You, your daughter, and your husband don’t need to justify your decision to other parties in order for it to be “good enough.” Just decide and commit. It’s much simpler to terminate a relationship earlier rather than later.
The Zaidy
Dr. Jeffrey Galler
Ihave two thoughts to share with you.
First: Beware Helicopter Parents and Snowplow Parents.
Most people are familiar with the term “Helicopter Parents,” who constantly hover over their children, insert themselves into their every activity, and micromanage every aspect of their children’s lives.

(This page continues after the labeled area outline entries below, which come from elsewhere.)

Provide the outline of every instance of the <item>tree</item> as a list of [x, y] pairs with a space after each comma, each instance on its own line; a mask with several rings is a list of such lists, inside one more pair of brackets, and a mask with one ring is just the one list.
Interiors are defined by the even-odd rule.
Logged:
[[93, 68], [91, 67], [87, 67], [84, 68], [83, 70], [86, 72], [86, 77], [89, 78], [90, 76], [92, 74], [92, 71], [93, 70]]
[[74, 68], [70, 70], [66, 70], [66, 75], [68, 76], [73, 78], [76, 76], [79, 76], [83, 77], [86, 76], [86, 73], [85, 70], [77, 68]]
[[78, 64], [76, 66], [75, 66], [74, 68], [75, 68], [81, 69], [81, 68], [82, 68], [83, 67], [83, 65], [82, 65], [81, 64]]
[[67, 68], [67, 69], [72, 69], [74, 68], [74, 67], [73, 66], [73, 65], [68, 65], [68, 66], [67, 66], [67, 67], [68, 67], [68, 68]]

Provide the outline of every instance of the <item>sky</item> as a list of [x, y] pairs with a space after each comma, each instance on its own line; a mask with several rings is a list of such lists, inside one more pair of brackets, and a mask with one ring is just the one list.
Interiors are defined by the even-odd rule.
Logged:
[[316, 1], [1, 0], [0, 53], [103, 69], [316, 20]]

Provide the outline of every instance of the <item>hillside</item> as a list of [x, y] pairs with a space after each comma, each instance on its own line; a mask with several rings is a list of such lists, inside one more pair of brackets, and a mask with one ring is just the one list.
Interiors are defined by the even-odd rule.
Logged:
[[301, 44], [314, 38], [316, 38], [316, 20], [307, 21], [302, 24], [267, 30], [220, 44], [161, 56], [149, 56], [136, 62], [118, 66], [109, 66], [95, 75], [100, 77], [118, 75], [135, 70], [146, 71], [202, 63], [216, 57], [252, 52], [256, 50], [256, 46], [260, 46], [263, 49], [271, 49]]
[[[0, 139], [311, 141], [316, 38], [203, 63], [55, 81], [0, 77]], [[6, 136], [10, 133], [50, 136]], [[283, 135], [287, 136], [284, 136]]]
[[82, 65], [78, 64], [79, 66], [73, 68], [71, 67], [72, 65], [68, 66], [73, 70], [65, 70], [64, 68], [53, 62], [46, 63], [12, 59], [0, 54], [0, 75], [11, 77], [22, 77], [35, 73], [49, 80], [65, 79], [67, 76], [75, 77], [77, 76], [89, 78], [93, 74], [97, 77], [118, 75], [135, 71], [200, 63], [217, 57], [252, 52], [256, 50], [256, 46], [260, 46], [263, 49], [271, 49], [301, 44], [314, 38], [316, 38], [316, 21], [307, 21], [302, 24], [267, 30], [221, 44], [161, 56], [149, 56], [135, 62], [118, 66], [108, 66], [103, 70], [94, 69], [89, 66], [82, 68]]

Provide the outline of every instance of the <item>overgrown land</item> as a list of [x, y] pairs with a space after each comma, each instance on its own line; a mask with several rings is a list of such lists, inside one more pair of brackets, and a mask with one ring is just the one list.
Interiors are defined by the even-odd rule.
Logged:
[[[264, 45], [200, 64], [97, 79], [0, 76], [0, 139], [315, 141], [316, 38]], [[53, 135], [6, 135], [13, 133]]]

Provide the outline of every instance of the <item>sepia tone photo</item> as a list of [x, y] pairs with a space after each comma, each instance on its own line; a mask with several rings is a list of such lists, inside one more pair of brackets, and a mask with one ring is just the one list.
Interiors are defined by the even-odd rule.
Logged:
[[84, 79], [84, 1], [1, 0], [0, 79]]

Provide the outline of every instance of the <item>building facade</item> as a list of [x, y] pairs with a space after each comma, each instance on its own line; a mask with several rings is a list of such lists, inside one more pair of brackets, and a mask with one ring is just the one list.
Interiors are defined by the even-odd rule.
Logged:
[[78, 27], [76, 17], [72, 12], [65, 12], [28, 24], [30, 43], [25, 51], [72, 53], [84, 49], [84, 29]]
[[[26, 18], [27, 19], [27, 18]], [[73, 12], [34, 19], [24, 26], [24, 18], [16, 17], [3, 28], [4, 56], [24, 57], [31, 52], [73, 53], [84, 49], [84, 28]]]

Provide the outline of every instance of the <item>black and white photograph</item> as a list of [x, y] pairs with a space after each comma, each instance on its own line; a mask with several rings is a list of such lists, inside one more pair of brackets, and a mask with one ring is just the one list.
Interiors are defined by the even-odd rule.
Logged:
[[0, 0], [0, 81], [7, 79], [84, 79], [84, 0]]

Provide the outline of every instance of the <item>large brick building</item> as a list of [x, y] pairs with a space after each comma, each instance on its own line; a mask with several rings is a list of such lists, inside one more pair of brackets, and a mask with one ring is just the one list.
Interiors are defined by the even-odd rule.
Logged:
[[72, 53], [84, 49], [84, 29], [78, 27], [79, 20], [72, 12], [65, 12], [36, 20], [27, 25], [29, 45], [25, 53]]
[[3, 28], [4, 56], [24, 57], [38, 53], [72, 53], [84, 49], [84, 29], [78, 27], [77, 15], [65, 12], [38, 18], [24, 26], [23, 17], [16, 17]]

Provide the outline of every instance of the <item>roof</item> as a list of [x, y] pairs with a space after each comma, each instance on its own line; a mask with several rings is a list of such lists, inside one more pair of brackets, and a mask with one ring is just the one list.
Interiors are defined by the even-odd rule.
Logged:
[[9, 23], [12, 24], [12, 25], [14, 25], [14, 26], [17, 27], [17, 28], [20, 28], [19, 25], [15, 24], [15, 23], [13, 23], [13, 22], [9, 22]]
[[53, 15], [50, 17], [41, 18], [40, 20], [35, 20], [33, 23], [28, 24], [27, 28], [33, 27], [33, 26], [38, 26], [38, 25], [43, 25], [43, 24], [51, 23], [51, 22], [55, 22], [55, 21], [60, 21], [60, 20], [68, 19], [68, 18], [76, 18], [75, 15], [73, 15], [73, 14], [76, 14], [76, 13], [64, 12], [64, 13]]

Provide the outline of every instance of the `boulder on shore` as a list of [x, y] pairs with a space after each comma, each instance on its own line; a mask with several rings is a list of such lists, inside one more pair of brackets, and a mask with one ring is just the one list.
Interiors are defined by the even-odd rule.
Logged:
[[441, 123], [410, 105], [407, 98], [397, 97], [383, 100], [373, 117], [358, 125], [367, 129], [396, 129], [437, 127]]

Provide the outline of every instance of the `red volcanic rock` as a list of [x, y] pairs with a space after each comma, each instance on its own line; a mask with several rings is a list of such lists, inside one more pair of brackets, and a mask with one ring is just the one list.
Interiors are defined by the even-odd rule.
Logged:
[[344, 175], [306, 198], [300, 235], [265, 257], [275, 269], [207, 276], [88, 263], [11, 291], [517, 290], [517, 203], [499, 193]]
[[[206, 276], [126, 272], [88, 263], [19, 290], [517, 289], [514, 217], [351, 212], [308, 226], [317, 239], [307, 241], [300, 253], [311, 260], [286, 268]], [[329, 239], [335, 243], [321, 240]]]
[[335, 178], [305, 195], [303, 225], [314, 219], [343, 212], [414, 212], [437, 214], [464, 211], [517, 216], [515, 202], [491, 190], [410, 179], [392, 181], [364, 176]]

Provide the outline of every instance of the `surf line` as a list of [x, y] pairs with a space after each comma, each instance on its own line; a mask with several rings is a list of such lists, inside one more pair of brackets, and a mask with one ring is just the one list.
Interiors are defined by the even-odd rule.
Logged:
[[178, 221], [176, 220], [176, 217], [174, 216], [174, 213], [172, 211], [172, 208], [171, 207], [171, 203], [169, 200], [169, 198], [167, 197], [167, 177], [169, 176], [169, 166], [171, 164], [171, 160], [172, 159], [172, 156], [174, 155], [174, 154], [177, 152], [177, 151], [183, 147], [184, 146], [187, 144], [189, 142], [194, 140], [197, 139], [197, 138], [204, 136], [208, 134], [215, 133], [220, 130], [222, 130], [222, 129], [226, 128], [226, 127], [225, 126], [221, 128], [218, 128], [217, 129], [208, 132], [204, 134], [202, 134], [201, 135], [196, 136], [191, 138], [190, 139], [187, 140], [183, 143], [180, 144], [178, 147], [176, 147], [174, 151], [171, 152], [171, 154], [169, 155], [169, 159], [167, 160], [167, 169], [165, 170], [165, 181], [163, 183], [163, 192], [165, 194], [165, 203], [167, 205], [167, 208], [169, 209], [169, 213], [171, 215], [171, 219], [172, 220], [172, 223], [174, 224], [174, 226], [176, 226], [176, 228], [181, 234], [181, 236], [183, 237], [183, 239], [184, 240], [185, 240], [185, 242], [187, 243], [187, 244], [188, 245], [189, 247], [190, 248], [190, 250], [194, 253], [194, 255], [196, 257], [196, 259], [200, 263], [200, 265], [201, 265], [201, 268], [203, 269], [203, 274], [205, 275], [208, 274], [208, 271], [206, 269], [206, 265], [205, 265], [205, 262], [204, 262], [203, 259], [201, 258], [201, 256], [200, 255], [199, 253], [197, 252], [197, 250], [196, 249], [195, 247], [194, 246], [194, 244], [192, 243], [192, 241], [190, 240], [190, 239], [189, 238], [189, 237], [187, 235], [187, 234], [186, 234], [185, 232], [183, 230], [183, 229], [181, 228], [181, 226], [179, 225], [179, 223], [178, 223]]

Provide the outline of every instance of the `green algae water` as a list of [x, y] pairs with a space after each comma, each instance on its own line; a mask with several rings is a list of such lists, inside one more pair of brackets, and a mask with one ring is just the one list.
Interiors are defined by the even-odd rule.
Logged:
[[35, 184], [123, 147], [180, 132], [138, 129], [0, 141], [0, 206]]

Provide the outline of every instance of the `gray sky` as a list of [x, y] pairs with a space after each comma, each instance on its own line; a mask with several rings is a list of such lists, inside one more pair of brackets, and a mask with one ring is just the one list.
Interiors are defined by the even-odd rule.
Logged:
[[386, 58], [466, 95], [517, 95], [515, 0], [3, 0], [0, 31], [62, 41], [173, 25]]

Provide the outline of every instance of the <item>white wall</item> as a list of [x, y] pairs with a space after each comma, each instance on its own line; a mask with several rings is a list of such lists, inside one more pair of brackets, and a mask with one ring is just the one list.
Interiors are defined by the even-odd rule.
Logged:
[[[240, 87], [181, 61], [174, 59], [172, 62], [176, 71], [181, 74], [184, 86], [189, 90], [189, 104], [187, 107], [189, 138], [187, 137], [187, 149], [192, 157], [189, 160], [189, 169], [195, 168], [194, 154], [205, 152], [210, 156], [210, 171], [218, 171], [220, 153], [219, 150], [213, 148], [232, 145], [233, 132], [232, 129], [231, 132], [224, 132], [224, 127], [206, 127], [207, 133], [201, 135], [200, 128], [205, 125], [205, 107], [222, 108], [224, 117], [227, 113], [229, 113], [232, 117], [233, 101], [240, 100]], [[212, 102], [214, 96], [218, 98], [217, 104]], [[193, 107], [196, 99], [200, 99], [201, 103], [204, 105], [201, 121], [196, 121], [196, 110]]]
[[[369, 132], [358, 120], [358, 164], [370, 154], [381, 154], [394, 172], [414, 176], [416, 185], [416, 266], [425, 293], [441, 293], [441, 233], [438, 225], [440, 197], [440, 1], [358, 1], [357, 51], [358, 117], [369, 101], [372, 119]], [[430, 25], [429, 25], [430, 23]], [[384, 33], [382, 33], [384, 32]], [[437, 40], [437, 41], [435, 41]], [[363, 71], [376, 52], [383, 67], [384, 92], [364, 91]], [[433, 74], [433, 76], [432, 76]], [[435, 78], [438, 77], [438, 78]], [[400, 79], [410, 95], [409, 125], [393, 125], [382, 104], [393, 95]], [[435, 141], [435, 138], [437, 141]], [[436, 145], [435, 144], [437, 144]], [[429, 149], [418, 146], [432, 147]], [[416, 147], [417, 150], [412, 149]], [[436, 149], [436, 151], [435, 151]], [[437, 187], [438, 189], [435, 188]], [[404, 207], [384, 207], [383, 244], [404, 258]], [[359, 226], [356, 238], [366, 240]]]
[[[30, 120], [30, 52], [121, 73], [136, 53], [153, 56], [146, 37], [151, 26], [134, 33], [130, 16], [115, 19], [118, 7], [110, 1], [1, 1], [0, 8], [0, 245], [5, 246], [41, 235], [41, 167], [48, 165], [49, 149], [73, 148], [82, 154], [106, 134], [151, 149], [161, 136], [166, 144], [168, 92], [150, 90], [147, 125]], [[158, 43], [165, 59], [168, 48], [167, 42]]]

Besides being extremely annoying, these parents can actually be harmful to a child’s well-being. For example, highly competent teachers often find it difficult to do what they do best when parents are constantly interfering and questioning everything that they’re attempting to accomplish. And, these children never learn how to successfully deal with real life situations.
Now, there is a term for a new phenomenon, called “Snowplow Parents.” These parents constantly attempt to push obstacles out of their children’s paths. Anything that stands in the way of what they feel is best for their child must be bulldozed out of the way.
It sounds like Dovid’s snowplow parents believe that they have discovered a gem in your Chani and that their son is entitled to this gem.
Snowplow parents will not allow minor obstacles, like “I do not want to marry him,” stand in their way.
So, this dilemma leads to:
Second: How to end it definitively.
The following advice does not just apply to shidduchim. There are many situations in life where we make a decision, and the other party, or parties, simply won’t take “no” for an answer.
For your every explanation, they have rebuttals. Every argument that you advance generates counterarguments. They will never accept your reasons, and you’ll be stuck in an endless stream of back-andforth conversations.